# Annual Trip to Louisiana



## Capt.Ron (Mar 5, 2014)

Thanks for the day!!


----------



## cg_wilson2003 (Feb 19, 2019)

Watched your trip yesterday on Flats Class. Looked like a great trip and your food choices look fantastic.


----------



## bob_esper (Jun 3, 2021)

A little jealous of those big reds you basically "jigged" for right in front of the boat lol. I always find the skittish fish.


----------



## boyscout (Aug 17, 2020)

I watch your episode yesterday as well. I going to do a trip to mimic yours. Thanks for sharing.


----------



## Redtail (May 25, 2021)

Great trip and report DB. They do grow some adult sized reds and swamp donkeys down in those bayou's


----------



## Fairweather (Aug 17, 2020)

My gosh, epic trip!


----------



## apeezie289 (Mar 26, 2020)

Great write up! Cpt Ron is a class act! I'm just around the corner in Dularge, great area to be in!


----------



## Loogie (Jul 24, 2019)

That looked fun!


----------



## redchaser (Aug 24, 2015)

Dave, I've been watching your insta as well as Ron's. Looked like a great trip. 1921 is one of my favorite spots. In season they have outstanding raw oysters and they do a great softshell crab and boiled shrimp. That's my normal fishing trip dinner because I figure if you're going to catch redfish, you should eat like a redfish. Glad you had a good, trip. I'm a bit envious that you got to eat Willie Mae's this weekend.


----------



## TidewateR (Nov 11, 2009)

was hoping for more hotspotting ...disappointed to say the least


----------



## flynut (Sep 7, 2015)

Very nice! Making me hungry for some spicy Cajun seafood damn it. Nice fish too!


----------



## ek02 (May 8, 2012)

Great photos of the French Quarter in New Orleans.

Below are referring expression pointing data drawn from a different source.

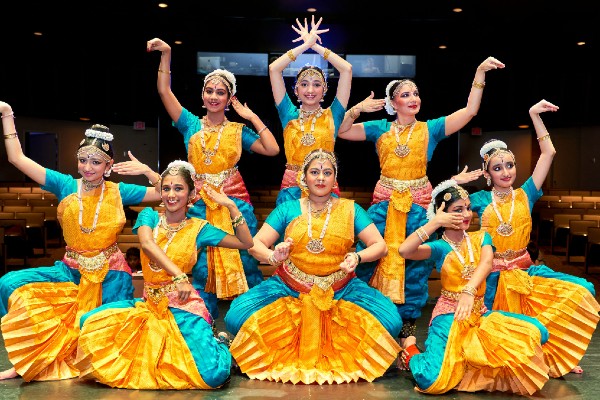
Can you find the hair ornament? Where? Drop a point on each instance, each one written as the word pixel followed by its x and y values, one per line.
pixel 108 137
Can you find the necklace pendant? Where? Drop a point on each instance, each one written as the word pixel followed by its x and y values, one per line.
pixel 402 150
pixel 505 229
pixel 308 139
pixel 315 246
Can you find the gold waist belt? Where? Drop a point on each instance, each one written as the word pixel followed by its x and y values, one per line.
pixel 293 167
pixel 156 293
pixel 323 282
pixel 217 179
pixel 93 263
pixel 509 254
pixel 401 186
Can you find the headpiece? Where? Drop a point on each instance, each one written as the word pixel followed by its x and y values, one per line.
pixel 498 147
pixel 174 167
pixel 223 76
pixel 447 184
pixel 388 97
pixel 311 70
pixel 98 146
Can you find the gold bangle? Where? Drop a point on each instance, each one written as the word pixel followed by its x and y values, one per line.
pixel 291 55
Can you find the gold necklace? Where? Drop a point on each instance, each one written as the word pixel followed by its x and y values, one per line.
pixel 308 139
pixel 316 246
pixel 87 185
pixel 402 150
pixel 505 228
pixel 469 268
pixel 208 154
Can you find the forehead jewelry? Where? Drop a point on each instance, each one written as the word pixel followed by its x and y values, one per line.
pixel 316 246
pixel 402 150
pixel 469 268
pixel 505 228
pixel 308 139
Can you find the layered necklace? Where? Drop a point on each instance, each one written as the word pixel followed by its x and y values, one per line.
pixel 469 268
pixel 316 246
pixel 505 228
pixel 84 229
pixel 308 139
pixel 208 154
pixel 169 234
pixel 402 150
pixel 87 185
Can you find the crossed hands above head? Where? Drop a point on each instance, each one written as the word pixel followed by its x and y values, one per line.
pixel 309 36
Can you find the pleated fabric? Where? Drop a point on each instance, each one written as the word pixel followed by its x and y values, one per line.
pixel 569 311
pixel 283 342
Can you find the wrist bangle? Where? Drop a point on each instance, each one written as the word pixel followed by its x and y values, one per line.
pixel 181 278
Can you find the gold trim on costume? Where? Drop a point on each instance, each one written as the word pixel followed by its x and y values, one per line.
pixel 156 294
pixel 94 263
pixel 402 185
pixel 509 254
pixel 323 282
pixel 217 179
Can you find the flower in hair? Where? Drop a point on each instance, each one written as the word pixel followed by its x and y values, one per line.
pixel 223 73
pixel 99 135
pixel 437 190
pixel 492 144
pixel 177 164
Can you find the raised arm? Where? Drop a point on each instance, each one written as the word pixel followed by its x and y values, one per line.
pixel 356 132
pixel 458 119
pixel 276 68
pixel 266 144
pixel 163 81
pixel 13 147
pixel 542 167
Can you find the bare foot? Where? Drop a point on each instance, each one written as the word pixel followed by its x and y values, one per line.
pixel 577 370
pixel 8 374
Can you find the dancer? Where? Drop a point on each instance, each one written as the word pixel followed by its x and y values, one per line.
pixel 214 146
pixel 165 340
pixel 403 192
pixel 308 126
pixel 313 321
pixel 41 307
pixel 564 303
pixel 469 348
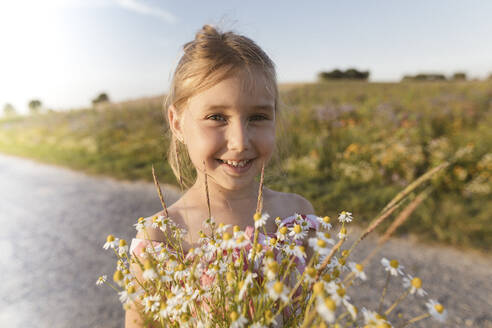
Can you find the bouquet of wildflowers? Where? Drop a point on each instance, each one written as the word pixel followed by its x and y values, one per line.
pixel 250 278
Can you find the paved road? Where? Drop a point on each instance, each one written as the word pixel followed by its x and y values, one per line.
pixel 54 222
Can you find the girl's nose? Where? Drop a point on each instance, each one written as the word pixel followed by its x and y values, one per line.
pixel 238 137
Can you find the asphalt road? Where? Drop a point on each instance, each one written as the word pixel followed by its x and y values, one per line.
pixel 54 222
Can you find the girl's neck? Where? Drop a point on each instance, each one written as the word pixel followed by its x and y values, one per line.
pixel 219 195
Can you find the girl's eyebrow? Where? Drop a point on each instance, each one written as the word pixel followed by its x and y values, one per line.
pixel 221 107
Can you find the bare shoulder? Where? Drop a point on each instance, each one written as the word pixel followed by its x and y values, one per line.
pixel 290 203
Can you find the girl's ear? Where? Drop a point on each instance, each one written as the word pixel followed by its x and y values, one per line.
pixel 175 122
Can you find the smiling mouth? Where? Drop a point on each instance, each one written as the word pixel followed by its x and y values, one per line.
pixel 238 164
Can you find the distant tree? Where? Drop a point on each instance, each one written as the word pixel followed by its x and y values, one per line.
pixel 9 110
pixel 34 106
pixel 424 77
pixel 349 74
pixel 459 76
pixel 101 98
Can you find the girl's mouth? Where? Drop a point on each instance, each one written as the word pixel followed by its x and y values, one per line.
pixel 236 166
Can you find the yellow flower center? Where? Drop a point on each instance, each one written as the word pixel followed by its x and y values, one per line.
pixel 330 304
pixel 273 266
pixel 278 287
pixel 184 317
pixel 439 308
pixel 118 276
pixel 234 316
pixel 318 288
pixel 417 282
pixel 311 271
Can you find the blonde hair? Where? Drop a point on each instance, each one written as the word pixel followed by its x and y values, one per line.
pixel 207 60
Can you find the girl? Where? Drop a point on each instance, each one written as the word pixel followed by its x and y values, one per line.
pixel 222 111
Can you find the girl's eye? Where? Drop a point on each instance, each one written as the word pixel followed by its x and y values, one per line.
pixel 258 118
pixel 215 117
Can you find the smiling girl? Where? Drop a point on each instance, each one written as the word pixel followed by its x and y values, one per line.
pixel 222 111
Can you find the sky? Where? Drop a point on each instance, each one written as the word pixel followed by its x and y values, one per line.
pixel 66 52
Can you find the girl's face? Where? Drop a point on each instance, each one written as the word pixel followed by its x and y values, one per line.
pixel 231 128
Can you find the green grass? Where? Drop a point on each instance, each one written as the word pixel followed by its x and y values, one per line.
pixel 350 146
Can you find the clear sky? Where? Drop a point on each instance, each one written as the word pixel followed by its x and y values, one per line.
pixel 65 52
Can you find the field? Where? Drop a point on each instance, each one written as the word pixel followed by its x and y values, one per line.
pixel 343 145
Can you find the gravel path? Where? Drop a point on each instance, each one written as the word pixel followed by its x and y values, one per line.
pixel 55 221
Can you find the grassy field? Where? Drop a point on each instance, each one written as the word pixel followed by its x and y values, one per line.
pixel 344 145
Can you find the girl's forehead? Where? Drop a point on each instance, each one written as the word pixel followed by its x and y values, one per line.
pixel 252 88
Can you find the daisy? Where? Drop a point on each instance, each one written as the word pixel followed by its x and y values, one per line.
pixel 358 270
pixel 342 234
pixel 152 303
pixel 111 241
pixel 237 321
pixel 297 232
pixel 101 280
pixel 277 290
pixel 123 247
pixel 345 217
pixel 415 285
pixel 223 228
pixel 296 250
pixel 245 283
pixel 352 309
pixel 437 311
pixel 257 325
pixel 157 221
pixel 271 269
pixel 310 274
pixel 392 266
pixel 325 222
pixel 142 223
pixel 373 319
pixel 282 233
pixel 319 245
pixel 227 241
pixel 149 272
pixel 260 220
pixel 130 294
pixel 326 309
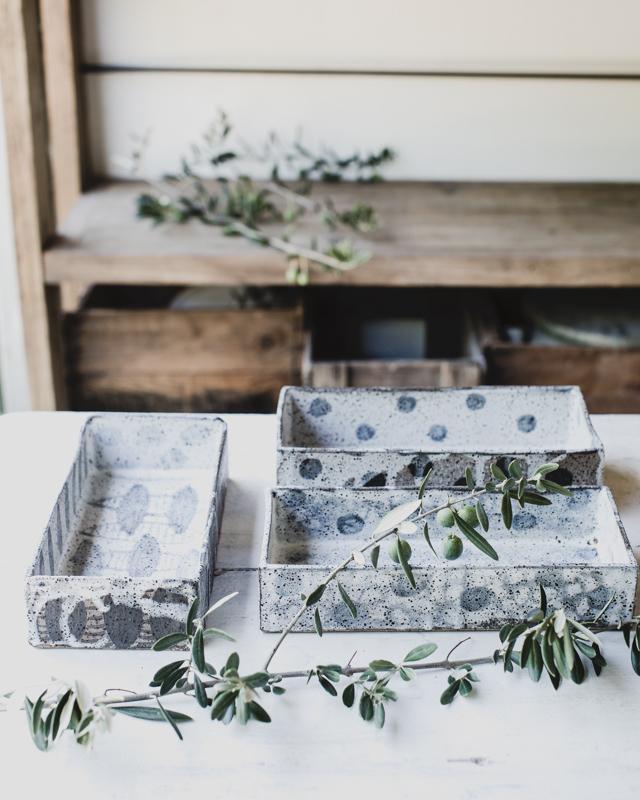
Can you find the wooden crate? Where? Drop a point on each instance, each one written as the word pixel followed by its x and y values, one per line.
pixel 609 377
pixel 174 360
pixel 325 363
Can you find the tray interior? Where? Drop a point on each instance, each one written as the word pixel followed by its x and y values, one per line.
pixel 138 500
pixel 493 419
pixel 322 526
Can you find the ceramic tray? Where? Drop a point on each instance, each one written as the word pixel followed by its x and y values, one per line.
pixel 388 437
pixel 575 547
pixel 132 537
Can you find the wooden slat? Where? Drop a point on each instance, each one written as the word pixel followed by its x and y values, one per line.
pixel 409 373
pixel 443 128
pixel 60 76
pixel 59 40
pixel 25 117
pixel 431 235
pixel 494 35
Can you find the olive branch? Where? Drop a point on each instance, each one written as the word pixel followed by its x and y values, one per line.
pixel 241 207
pixel 547 641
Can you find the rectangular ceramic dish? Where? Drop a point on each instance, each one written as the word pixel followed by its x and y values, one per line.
pixel 132 537
pixel 388 437
pixel 575 547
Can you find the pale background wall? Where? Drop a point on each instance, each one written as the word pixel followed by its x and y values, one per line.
pixel 497 90
pixel 462 89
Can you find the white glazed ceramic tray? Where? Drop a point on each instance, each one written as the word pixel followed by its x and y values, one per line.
pixel 575 547
pixel 132 537
pixel 389 437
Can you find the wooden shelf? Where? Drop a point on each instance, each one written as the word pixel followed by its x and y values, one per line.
pixel 472 234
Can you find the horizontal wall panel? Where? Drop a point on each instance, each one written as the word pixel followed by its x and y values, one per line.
pixel 571 36
pixel 442 128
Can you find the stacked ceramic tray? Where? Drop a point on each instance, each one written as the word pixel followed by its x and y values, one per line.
pixel 346 457
pixel 132 538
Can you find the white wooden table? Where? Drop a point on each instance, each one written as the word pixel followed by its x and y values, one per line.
pixel 513 739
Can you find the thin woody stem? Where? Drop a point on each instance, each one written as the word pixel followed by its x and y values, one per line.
pixel 347 671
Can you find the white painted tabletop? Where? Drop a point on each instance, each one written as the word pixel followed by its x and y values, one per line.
pixel 511 739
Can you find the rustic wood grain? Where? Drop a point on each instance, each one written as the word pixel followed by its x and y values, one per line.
pixel 63 113
pixel 493 235
pixel 418 373
pixel 182 360
pixel 25 119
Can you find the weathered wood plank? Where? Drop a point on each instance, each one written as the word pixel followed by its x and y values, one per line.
pixel 431 234
pixel 182 360
pixel 63 114
pixel 25 117
pixel 609 377
pixel 442 127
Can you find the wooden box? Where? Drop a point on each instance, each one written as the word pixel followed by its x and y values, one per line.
pixel 334 357
pixel 182 360
pixel 609 377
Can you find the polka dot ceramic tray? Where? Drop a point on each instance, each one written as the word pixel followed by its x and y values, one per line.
pixel 388 437
pixel 576 547
pixel 132 537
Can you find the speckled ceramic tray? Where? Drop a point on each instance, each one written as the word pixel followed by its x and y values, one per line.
pixel 388 437
pixel 576 548
pixel 132 537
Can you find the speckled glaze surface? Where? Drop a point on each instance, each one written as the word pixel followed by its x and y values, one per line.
pixel 132 537
pixel 576 547
pixel 387 437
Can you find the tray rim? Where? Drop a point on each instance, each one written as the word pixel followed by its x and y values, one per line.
pixel 630 562
pixel 85 580
pixel 595 446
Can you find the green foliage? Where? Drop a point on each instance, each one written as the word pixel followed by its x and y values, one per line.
pixel 631 633
pixel 460 682
pixel 240 206
pixel 550 642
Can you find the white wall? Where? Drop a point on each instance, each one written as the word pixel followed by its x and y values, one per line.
pixel 13 370
pixel 533 90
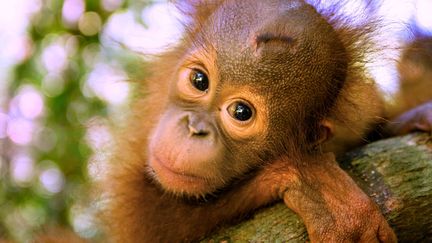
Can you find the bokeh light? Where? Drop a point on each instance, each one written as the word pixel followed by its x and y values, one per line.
pixel 72 11
pixel 64 71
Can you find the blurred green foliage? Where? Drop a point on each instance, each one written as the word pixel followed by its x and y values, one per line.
pixel 59 149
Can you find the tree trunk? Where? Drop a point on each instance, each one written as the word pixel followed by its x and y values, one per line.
pixel 396 173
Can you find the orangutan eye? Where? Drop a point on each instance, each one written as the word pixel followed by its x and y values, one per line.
pixel 240 111
pixel 199 80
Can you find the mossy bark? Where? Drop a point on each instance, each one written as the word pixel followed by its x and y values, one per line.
pixel 395 172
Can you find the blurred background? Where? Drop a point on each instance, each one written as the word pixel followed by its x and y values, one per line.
pixel 64 71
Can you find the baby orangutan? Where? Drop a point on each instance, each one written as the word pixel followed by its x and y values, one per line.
pixel 249 108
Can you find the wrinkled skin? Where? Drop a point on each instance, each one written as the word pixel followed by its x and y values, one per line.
pixel 248 109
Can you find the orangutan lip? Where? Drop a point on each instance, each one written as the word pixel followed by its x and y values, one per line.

I went there a lot when I was in the Seabees stationed at Gulfport Miss., then deploying to Vietnam for 9 months. The fishing looked great there. Back then I was not a fisherman. (1967). I sure would like to do that trip. Nice right up DB.


----------



## efi2712micro (Sep 17, 2015)

Looks like a really cool trip and great video. Thanks for sharing. Clearly fishing with world class guides! The 1921 is for me a staple of any trip down this way. Gotta try the other ones ….


----------



## redchaser (Aug 24, 2015)

TidewateR said:


> was hoping for more hotspotting ...disappointed to say the least


Corey would have posted a map.


----------



## TX_maverick (Oct 26, 2020)

Fishing and food...say no more! Awesome trip.


----------



## Zika (Aug 6, 2015)

Thanks for posting, Dave. Fun trip in a very special place. You teamed up with some quality guides!


----------



## MGdave (Jul 27, 2016)

Looks like a great trip.Salvo’s and Drago’s (in Metairie, not the city) are great places to dine. 
It may be a good thing it was overcast, it’s HOT down here this time of year….


----------



## ebr (Sep 6, 2019)

Ha. I just watched your trip the other day as well. I'm headed down there for the first time in September but I'll be focusing on the Delacroix/Hopedale area.


----------



## RGSIII (7 mo ago)

I don't know if you ate at the Coco Marina, they had surprisingly good food. The lodging there was a bit Spartan. 

Captain Ron practicing catch and release by getting a bird out of a crab trap. The video is better but I couldn't upload it. LOL

You had a great trip.


----------